私が考える原価計算の目的は、「生産活動における問題点を抽出し、改善につなげるためのヒントを得る」ということだと考えております。極論を言えば、問題点を効率的に抽出できる仕組みであれば、原価計算自体が間違っていても問題ない、と考えております。
原価計算の面白いところは、生産活動が原価計算(数値)に如実に反映されることがあるからです。これも実体験としての話ですが、以前いた会社で、生産改善活動の為に、ラインを変更するということがありました。具体的には以下のような内容になります。
(と記載しましたが、具体的な工程ノウハウに該当する可能性があるため、かなり昔の話ですが、ここでの記載は割愛いたします)
➡効果:工程人員が4人から1人に少人化。人が触らずに製品を集積できることによる製品不良率低減
この結果、具体的な金額は忘れましたが、原価が大幅に低減しました。目の前で実際に確認した活動が数値にこのように現れるのかと非常に衝撃を受けたことを覚えております。

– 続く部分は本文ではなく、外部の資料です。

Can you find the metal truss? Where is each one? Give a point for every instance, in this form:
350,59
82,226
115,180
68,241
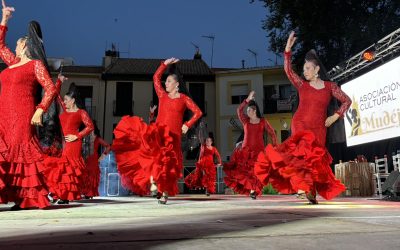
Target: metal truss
387,46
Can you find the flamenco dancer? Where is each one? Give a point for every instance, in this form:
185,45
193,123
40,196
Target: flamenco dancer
204,176
91,174
64,174
240,169
20,153
151,154
302,163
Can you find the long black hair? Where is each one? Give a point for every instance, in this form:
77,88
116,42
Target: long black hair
174,71
312,56
253,104
50,134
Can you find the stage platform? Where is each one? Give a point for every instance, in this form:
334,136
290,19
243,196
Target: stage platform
200,222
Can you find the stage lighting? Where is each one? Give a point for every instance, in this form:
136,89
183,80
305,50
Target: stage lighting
369,55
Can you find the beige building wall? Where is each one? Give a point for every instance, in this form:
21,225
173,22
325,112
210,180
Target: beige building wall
255,79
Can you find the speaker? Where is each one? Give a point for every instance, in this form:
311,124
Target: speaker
392,184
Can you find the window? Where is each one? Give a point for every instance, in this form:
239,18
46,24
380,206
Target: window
238,92
284,135
270,105
123,105
197,91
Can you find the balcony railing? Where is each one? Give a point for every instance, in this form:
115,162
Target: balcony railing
124,111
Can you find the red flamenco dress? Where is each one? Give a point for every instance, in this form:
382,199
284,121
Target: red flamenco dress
302,162
204,176
91,174
144,150
239,170
63,174
20,154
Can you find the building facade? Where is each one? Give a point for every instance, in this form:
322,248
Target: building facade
274,95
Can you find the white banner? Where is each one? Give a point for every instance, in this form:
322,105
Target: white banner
375,110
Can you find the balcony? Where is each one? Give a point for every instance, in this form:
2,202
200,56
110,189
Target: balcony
122,110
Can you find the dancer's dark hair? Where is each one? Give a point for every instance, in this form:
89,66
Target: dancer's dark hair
50,133
313,57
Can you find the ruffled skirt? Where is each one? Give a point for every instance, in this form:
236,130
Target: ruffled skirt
142,151
21,180
239,172
299,163
204,176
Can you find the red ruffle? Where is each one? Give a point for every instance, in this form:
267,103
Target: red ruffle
29,152
299,163
239,172
63,176
91,177
204,176
142,151
20,177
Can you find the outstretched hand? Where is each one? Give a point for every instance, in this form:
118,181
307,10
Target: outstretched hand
251,96
331,119
62,78
290,41
171,60
6,13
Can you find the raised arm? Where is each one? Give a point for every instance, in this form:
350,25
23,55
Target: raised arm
5,53
44,79
293,77
89,127
160,91
240,112
342,97
195,109
271,132
58,89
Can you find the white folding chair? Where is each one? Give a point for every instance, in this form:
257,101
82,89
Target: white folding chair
381,174
396,161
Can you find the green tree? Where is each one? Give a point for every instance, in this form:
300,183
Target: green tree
337,29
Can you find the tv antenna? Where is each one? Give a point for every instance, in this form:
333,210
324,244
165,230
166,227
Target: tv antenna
196,47
254,54
211,38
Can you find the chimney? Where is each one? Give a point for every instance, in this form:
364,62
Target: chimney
110,56
197,55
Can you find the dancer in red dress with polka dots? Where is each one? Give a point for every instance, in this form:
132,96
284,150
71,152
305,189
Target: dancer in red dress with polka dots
240,169
302,163
204,176
151,154
21,158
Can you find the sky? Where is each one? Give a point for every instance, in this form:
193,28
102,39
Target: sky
84,29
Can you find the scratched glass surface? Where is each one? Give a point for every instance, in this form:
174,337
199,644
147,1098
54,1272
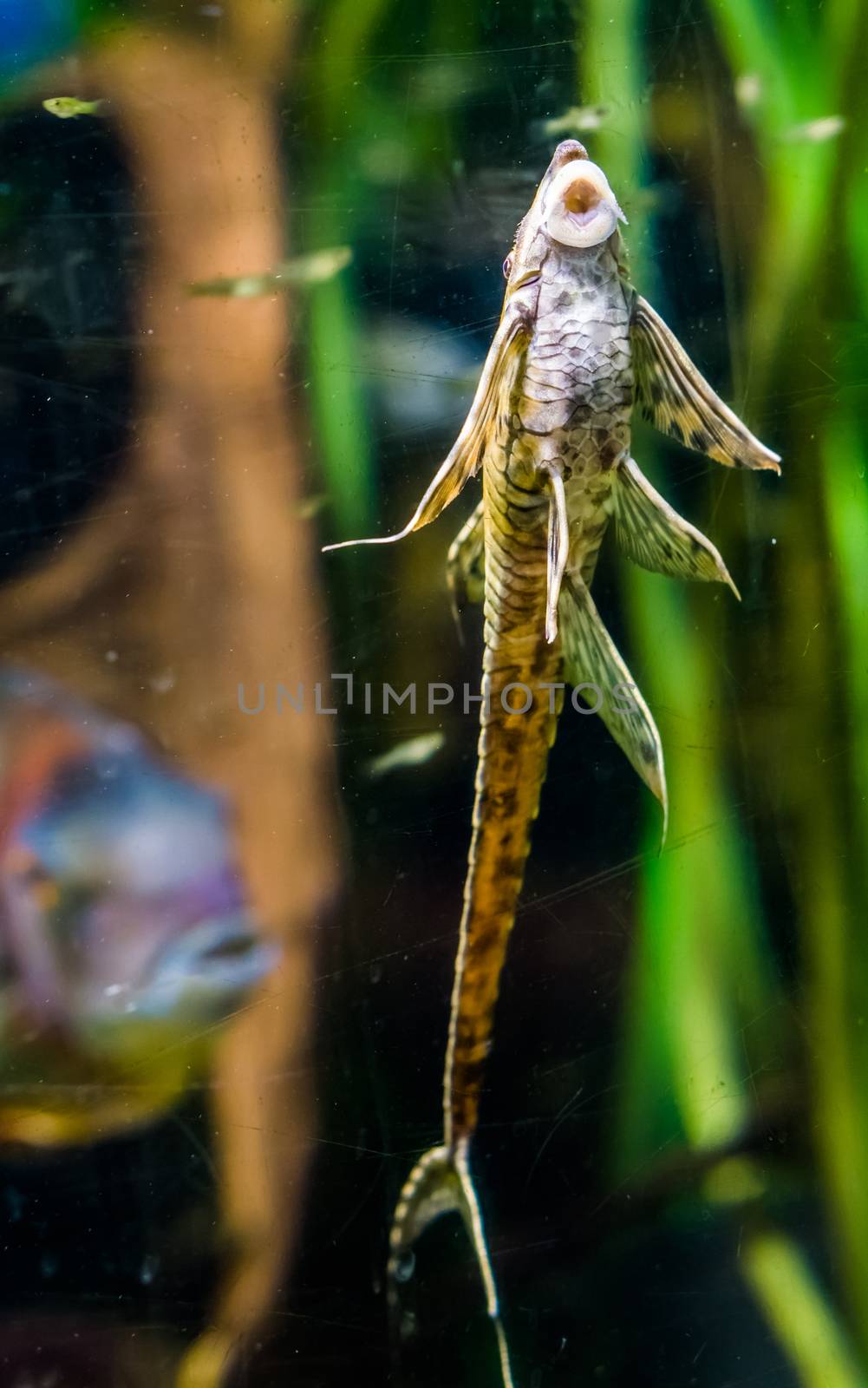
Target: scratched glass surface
251,264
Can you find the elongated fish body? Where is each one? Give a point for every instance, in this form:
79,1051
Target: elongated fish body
550,430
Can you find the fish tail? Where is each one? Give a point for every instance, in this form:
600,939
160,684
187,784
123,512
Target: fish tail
441,1184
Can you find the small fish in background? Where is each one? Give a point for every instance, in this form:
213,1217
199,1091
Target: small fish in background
314,268
125,936
816,132
573,121
414,751
69,108
749,90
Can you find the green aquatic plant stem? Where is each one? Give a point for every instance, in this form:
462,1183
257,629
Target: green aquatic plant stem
798,1312
703,958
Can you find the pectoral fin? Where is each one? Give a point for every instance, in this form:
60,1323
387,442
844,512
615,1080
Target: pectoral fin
558,550
490,403
467,562
591,658
655,536
680,402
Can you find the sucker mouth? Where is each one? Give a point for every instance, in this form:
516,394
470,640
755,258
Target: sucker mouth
581,200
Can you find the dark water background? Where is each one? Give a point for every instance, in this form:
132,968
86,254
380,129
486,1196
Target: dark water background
674,1136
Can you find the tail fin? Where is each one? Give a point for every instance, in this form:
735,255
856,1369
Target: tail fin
441,1184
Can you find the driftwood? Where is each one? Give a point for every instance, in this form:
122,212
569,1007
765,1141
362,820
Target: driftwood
197,573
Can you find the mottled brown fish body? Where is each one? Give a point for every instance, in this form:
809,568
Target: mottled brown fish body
571,409
511,769
550,429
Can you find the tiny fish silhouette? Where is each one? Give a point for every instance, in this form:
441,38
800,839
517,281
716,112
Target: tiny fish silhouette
578,347
67,108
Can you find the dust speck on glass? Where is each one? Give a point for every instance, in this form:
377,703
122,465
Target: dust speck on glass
361,1015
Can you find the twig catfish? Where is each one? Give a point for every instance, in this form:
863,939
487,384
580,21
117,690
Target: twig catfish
550,429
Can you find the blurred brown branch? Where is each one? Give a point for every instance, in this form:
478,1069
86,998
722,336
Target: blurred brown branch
197,571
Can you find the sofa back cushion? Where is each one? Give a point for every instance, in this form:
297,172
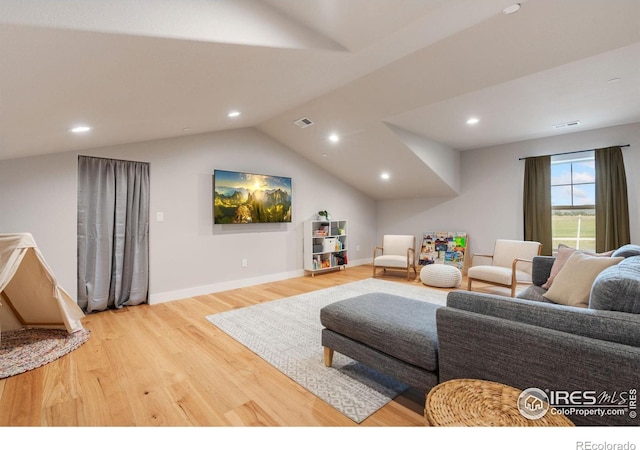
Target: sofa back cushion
572,285
617,288
563,254
612,326
627,250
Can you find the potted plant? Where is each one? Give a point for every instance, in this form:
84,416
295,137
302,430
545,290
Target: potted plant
324,214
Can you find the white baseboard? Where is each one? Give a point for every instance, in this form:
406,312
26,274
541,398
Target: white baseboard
162,297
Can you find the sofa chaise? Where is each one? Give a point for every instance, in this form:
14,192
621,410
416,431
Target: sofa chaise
587,351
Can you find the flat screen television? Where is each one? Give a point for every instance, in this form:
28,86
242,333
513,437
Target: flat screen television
241,197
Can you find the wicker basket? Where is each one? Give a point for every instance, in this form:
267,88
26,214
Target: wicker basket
479,403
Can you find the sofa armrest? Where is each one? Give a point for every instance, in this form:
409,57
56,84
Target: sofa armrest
473,345
541,269
612,326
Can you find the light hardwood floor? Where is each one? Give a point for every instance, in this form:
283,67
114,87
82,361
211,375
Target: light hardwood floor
166,365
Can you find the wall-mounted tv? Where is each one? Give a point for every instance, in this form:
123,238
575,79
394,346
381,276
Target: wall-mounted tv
241,197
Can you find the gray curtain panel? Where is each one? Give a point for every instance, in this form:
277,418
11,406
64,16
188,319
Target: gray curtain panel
612,204
537,202
113,233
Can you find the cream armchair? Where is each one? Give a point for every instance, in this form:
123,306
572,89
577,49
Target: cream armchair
397,252
509,265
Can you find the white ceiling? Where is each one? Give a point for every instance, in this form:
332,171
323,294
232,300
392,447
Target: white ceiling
396,79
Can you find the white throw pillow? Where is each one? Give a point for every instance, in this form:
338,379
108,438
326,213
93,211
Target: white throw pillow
572,284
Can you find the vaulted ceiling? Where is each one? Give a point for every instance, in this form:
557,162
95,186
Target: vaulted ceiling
395,80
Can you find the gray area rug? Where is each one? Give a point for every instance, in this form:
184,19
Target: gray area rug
287,334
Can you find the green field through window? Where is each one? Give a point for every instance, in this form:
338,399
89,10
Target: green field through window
577,230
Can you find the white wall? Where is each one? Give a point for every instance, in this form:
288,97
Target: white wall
189,255
490,203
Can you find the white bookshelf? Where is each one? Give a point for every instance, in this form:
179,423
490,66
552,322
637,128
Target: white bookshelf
325,245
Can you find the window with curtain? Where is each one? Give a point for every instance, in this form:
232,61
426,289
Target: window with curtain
573,201
578,199
113,233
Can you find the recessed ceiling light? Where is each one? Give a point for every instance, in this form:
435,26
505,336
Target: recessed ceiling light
512,9
80,129
573,123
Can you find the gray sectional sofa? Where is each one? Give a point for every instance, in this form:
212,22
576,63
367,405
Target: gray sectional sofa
528,341
589,353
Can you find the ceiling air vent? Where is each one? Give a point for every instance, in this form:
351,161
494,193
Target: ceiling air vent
303,122
567,124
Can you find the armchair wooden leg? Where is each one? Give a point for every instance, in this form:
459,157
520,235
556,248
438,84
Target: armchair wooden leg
328,356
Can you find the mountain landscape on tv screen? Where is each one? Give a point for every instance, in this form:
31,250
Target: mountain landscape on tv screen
250,199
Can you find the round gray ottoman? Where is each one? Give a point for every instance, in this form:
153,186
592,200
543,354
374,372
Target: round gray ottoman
441,275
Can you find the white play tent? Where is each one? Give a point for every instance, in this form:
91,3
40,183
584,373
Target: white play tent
30,296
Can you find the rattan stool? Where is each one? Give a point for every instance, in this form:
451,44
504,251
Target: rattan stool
479,403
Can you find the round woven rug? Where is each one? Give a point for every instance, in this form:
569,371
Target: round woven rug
23,350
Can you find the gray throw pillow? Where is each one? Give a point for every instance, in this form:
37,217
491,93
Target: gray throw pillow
617,288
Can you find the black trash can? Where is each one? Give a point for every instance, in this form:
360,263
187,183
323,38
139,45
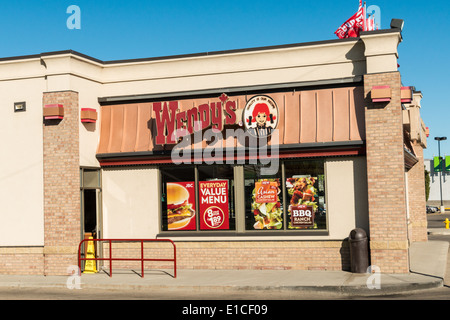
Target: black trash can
359,251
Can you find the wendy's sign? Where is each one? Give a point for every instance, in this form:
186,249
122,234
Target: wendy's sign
260,117
173,124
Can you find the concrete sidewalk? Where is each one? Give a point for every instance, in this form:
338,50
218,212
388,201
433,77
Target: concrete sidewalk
428,266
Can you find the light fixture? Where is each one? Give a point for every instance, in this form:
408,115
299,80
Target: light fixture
20,106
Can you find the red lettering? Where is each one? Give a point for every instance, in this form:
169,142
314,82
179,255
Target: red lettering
181,128
165,121
230,107
192,120
216,116
204,113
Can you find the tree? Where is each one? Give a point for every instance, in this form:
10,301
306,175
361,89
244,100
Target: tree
427,184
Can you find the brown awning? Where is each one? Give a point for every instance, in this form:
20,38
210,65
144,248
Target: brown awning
305,117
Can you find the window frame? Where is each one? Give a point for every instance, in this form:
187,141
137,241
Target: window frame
240,210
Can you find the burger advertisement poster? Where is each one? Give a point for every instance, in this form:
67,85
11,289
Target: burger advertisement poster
181,205
303,204
213,205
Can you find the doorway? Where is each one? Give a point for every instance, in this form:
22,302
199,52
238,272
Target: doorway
91,213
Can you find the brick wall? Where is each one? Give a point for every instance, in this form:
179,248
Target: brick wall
386,177
61,185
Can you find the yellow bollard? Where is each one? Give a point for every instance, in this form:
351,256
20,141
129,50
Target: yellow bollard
447,223
90,265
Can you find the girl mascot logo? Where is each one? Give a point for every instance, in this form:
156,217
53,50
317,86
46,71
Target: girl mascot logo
260,116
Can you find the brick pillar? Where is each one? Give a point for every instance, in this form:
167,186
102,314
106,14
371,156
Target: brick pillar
386,177
416,198
61,185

経理はどちらかというと机上の作業が多く、全体を見渡せる代わりにそれぞれの活動を表層的にしか理解できていないことも多くあるように思います。上記のような経験を通して、会社への理解を深めるとともに、机上の空論に終わらせず実際の活動と紐づける、これが経理にとって重要であり、原価計算の醍醐味だと考えております。原価計算を担当されている方は、このような考え方もあるということを頭の片隅に入れていただければ幸いです。